Initial data loading and preprocessing is only as a notebook, also explorative data-analysis and result analysis is also done in notebooks.
In some steps files input.csv and test.csv are needed. These can be produced by running load-data.ipynb. In the notebooks folder there should be REUTERS_CORPUS_2 folder to create model development data, and reuters-test-data folder to create final test data. These folders have the reuter documents as zipped xml-files. In the notebook, there is constant 'TESTING = True/False' to indicate which data is loaded and processed.
Running load-data.ipynb will result in input.csv or test.csv being created to the 'reuters-csv' folder.
To run scripts, first go to folder ReutersDocLabeler.
You should have inputs.csv in the folder reuters-csv. You should have three arguments: The path and file for the script, a name for the loaderset, and 'train' or 'test' to choose if the loader is for train or test. For example like this:
python notebooks/csv-to-dataloader.py full-data-loader train
Running csv-to-dataloader.py with train will result in three dataloaders (train/dev/test) that are saved in the data-loaders folder. If the script is run with test, only test loader is created. Trainloader shuffles data, but dev and test loaders keep the row order.

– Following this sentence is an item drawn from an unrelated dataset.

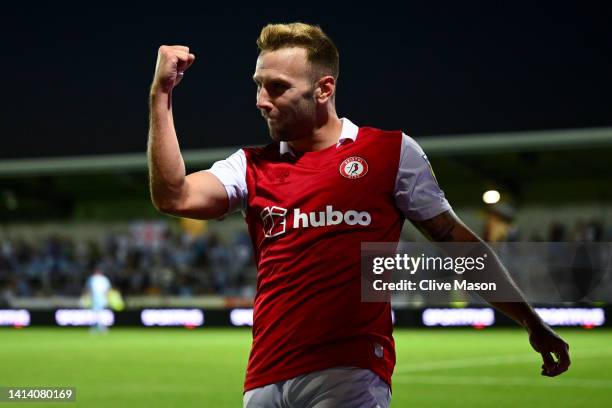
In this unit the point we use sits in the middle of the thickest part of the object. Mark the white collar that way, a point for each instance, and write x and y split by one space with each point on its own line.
349 131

You should have four arguments: the first defining the folder/file of the train script, the second the dataloader name that is used, the third should be a name for the model, and the fourt the amount of epocs. For example like this:
python notebooks/train.py train-full-data-loader model_2 4
Running train.py will result in as many model files as there are epocs, and the models are saved in the models folder. The model files are approximately 418 MB each. Training losses and scores are also saved in the scores folder.

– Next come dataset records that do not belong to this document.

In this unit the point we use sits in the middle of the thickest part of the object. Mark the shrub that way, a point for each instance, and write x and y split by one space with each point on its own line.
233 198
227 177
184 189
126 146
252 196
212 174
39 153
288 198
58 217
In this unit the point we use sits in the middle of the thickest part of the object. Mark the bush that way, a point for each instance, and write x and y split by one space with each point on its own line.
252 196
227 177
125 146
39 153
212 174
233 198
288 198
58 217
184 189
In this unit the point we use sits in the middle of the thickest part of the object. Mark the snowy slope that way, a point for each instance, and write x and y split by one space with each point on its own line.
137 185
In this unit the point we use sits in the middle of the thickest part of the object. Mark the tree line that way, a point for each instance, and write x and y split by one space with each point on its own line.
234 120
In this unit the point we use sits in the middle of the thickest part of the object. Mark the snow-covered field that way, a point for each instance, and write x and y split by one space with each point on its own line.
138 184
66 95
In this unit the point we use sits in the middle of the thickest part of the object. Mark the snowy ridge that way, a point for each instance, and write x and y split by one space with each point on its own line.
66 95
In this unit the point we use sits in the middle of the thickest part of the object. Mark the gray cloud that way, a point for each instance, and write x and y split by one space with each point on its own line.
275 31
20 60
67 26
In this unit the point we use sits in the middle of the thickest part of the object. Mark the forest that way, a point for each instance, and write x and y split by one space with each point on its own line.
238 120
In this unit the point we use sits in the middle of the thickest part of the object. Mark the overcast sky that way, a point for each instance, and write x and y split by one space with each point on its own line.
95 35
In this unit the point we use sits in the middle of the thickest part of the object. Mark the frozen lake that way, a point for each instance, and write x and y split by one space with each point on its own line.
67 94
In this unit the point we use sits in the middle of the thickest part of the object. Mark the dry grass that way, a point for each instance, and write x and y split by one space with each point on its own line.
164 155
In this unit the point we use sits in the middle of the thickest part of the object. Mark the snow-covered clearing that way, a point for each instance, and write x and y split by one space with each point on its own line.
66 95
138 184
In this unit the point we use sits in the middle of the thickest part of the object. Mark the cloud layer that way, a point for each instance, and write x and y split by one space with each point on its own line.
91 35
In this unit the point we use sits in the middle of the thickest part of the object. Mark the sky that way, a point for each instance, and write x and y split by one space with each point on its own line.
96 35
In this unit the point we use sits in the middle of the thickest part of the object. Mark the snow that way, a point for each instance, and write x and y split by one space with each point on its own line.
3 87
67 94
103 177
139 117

You should have three arguments: the first defining the folder/file of the validation script, the second the dataloader name that is used, and the third the model that is validated. For example like this:
python3 notebooks/validate.py dev-full-data-loader model_2_epoch_2.pt
Running validate.py will result in losses, scores and totals files that are saved in the scores folder.
There should be test.csv in the reuter-csv folder, test dataloader in the data-loaders folder and model in the models folder.
You should have three arguments: the first defining the folder/file of the test script, the second the dataloader name that is used, and the third the model that is tested. For example like this:
python3 notebooks/test.py test-data-loader model_2_epoch_2.pt
Running test.py will result in a test result CSV file that is saved in the scores folder.